Ten Years
Looking back
it seems impossible
I lived 10 years
in this shed here
- no dog & no cat!
A bed with 2 blankets
rumpled & dirty.
Hard-fuel stove (1)
a tin bath. ‘Exterior’
wooden lavatory box
with cubed 6 ft squared-earth-
drop, slap under the seat !
***
Nobody came to this part of the estate.
I slunk to the village twice weekly
to buy bread. Saturdays there was meat
( cheap, pretending I had a dog )
I wish to God I'd had at least a cat
or a caged-bird...
Persons in the village
had faces, maybe they had children,
had mothers , lovers - their lives rolled &
rolled !
Outside my one window (Noah's ark
perhaps, but with no Ararat to stick itself on!)
the only certain faces were bird-faces,
bush-faces.
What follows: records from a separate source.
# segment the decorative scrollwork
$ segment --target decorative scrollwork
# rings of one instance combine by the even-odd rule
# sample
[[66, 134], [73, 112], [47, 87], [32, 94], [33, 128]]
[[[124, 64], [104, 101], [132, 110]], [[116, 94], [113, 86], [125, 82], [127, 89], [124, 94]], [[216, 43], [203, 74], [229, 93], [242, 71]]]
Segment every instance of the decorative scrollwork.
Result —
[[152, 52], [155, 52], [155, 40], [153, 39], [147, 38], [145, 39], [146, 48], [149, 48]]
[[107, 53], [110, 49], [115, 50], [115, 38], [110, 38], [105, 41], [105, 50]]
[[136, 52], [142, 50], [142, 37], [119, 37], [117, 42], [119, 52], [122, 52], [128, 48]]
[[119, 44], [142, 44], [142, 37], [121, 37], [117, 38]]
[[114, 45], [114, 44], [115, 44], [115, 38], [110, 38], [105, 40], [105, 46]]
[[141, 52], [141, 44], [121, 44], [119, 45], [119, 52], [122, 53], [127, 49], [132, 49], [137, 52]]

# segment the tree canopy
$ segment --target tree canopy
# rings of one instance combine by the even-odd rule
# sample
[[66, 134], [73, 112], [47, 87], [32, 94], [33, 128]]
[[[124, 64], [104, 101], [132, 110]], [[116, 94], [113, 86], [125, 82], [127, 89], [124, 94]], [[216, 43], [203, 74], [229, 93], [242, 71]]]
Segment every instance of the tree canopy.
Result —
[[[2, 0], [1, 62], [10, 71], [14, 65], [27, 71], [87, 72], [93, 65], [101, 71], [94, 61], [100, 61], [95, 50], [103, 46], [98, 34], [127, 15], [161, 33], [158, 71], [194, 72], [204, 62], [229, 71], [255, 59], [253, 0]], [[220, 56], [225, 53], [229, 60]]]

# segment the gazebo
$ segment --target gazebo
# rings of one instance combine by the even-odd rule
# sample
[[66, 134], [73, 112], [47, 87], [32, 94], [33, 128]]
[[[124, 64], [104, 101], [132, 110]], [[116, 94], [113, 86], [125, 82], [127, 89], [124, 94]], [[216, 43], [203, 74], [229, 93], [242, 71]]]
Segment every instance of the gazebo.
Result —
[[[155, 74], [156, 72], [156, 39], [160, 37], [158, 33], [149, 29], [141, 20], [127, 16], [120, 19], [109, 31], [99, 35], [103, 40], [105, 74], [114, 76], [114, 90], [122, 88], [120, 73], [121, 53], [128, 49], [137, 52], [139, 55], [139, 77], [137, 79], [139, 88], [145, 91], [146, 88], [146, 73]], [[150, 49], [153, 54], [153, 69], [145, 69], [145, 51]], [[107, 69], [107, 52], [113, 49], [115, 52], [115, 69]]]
Occasionally a family of frogs
(foraging, or going someplace) hopped up
business-like more than a furlong
from the fishpond.
A blackbird
( a white spot on its head - evidently
a queer! ) appeared 3 years in a row
- 6 am. - idly twittering, methodically
sitting (by appointment?) to mate up with some
similar ostracised odd thing!
Every year bulbs multiplied in my grass plot
[instead of black cat, yellow canary or white
dog?] & fancifully a wild pear threw up
its confetti & matched itself off [ridiculously?]
with a double cherry!
***
Nothing noteworthy else
happened here ( in 10 years ) except that I grew
sick - my guts griped me - & emptily old.
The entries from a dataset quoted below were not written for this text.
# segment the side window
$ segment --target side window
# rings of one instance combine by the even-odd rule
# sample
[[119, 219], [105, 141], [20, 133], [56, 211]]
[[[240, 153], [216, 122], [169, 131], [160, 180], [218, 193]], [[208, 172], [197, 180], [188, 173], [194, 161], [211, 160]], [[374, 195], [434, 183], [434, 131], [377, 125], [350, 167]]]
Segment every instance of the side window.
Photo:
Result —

People ( whom I never touched & who couldn't
touch me) took my temperature, brought me soup,
& pictured themselves heroically roping me
- is this unkind? - like a bogged cow from a swamp.
In hospital I matched my nothing with their
by God EVERYTHING. I prayed to be taken
to a place where nobody plans anything for anyone.
Where millions of bodies can fit comfortably
- happily - into a single box.†
Where my hopes &
her hopes, my thoughts & his thoughts are one
thought & one hope.
***
'The fight OUT THERE' ( the announcer
has just announced ) ‘progresses unfavourably'.
Both sides are short of something. Maybe
it's helicopters . . . or tents. . . or it's cereals
possibly or rice . . .
The surgeon, I think, though
I can hardly see him, has just entered.
He discusses
the problem with the physician.
Probably
they've decided there's nothing for it but
forthwith to strip down & begin
at some
lost point in time when hopefully
I might have come in.
Good luck to them!
† It used to be said that a box ( base one square mile,
height half a mile ) would contain the earth's
population & could be thrown into the Grand Canyon
& forgotten.
Note
Here in this impression are some memories of a period of loneliness. To be continually alone is an odd condition, likely to be accompanied by odd ideas.
The old lady clings to independence, but is deeply afraid of loneliness; she fears, as she grows older, that presently she will be instructed or directed.
She suffers from a terminal disease - possibly cancer - & she silently wishes good luck to the physician & surgeon, who agree together to treat her trouble - or so she thinks - as if it had just begun.